A powerful, fascinating, and groundbreaking history of Checkpoint Charlie, the famous military gate on the border of East and West Berlin where the US confronted the USSR during the Cold War.

East Germany committed a billion dollars to the creation of the Berlin Wall in the early 1960s, an 11-foot-high barrier that consisted of 79 miles of fencing, 300 watchtowers, 250 guard dog runs, and 20 bunkers and was operated around the clock by guards who shot to kill. Over the next 28 years, at least 5,000 people attempted to smash through it, swim across it, tunnel under it, or fly over it.

In November 1989, the East German leadership buckled in the face of a civil revolt that culminated in half a million East Berliners demanding an end to the ban on free movement. The worlds media flocked to capture the moment that, perhaps more than any other, signaled the end of the Cold War. Checkpoint Charlie had been the epicenter of global conflict for nearly three decades.

As the 30th anniversary of the fall of the wall approaches in 2019, Iain MacGregor captures the essence of the mistrust, oppression, paranoia, and fear that gripped the world throughout this period. Checkpoint Charlie is about the nerve-wracking confrontation between the West and USSR, highlighting such important global figures as Eisenhower, Stalin, JFK, Nikita Khrushchev, Mao Zedung, Nixon, Reagan, and other politicians of the period. He also includes never-before-heard interviews with the men who built and dismantled the wall; children who crossed it; relatives and friends who lost loved ones trying to escape over it; military policemen and soldiers who guarded the checkpoints; CIA, MI6, and Stasi operatives who oversaw operations across its borders; politicians whose ambitions shaped it; journalists who recorded its story; and many more whose living memories contributed to the full story of Checkpoint Charlie.

Author: Iain MacGregor
Narrator: Dugald Bruce Lockhart
Duration: 10 hours 4 minutes
Released: 19 May 2011
Publisher: Simon & Schuster Audio
Language: English

User Review:

commentary prosperous

I enjoyed the early sections of the book when the author visits North American sites with evidence of early man. As he discusses various scientists’ research and findings, he does not clarify that he is only presenting one researcher’s opinion. But it becomes apparent as there are conflicting theories about the migration and social evolution of various groups of people. It definitely made me think about how readily we accept conclusions based on scanty evidence.

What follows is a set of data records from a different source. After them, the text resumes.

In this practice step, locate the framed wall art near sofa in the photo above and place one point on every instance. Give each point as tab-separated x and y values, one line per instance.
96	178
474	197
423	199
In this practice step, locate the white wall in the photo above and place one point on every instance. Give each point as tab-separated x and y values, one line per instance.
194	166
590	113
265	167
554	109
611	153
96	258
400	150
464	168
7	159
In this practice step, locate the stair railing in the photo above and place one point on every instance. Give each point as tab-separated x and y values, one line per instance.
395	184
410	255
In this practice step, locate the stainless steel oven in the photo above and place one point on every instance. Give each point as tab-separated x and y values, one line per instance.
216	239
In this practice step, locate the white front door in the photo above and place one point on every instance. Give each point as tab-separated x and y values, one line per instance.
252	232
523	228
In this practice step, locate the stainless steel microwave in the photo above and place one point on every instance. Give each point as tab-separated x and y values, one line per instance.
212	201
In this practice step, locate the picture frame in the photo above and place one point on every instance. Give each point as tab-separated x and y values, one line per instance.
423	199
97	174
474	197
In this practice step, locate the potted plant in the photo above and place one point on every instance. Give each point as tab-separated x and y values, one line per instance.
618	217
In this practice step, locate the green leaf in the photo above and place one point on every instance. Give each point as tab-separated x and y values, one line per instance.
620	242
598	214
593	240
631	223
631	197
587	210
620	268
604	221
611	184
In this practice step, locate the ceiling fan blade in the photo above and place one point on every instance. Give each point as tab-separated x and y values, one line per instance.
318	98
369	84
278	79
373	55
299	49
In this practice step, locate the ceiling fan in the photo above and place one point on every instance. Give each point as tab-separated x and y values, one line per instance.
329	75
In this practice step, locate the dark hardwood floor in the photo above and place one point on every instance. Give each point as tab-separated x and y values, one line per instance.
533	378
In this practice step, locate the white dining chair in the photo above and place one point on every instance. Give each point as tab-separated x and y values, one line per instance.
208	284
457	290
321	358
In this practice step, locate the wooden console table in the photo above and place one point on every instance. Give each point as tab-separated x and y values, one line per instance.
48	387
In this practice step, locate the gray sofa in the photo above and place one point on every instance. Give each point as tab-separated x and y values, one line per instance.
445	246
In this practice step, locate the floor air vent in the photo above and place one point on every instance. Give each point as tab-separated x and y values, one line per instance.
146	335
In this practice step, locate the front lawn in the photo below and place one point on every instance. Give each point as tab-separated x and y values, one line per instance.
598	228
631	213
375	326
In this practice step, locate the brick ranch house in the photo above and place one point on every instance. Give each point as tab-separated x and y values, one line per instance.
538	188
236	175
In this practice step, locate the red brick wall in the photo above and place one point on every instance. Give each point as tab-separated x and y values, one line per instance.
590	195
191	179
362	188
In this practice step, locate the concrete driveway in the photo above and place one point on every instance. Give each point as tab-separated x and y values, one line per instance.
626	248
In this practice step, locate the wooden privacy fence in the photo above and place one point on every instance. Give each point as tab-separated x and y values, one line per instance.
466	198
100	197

There are a LOT of personal stories intertwined. If you do not want to learn about the author’s friends and family, this is not the book for you.

He loses me, however, in the last couple of hours when he goes on and on about Burning Man. I guess it makes him feel cool to be part of that self-indulgent display of waste and hedonism, but to equate it to gatherings of early cultures made me cringe. How poorly it would reflect on today’s society for researchers in a few thousand years to come across the burned out detritus of that disposable party and believe it represented the pinnacle of our culture. Ugh!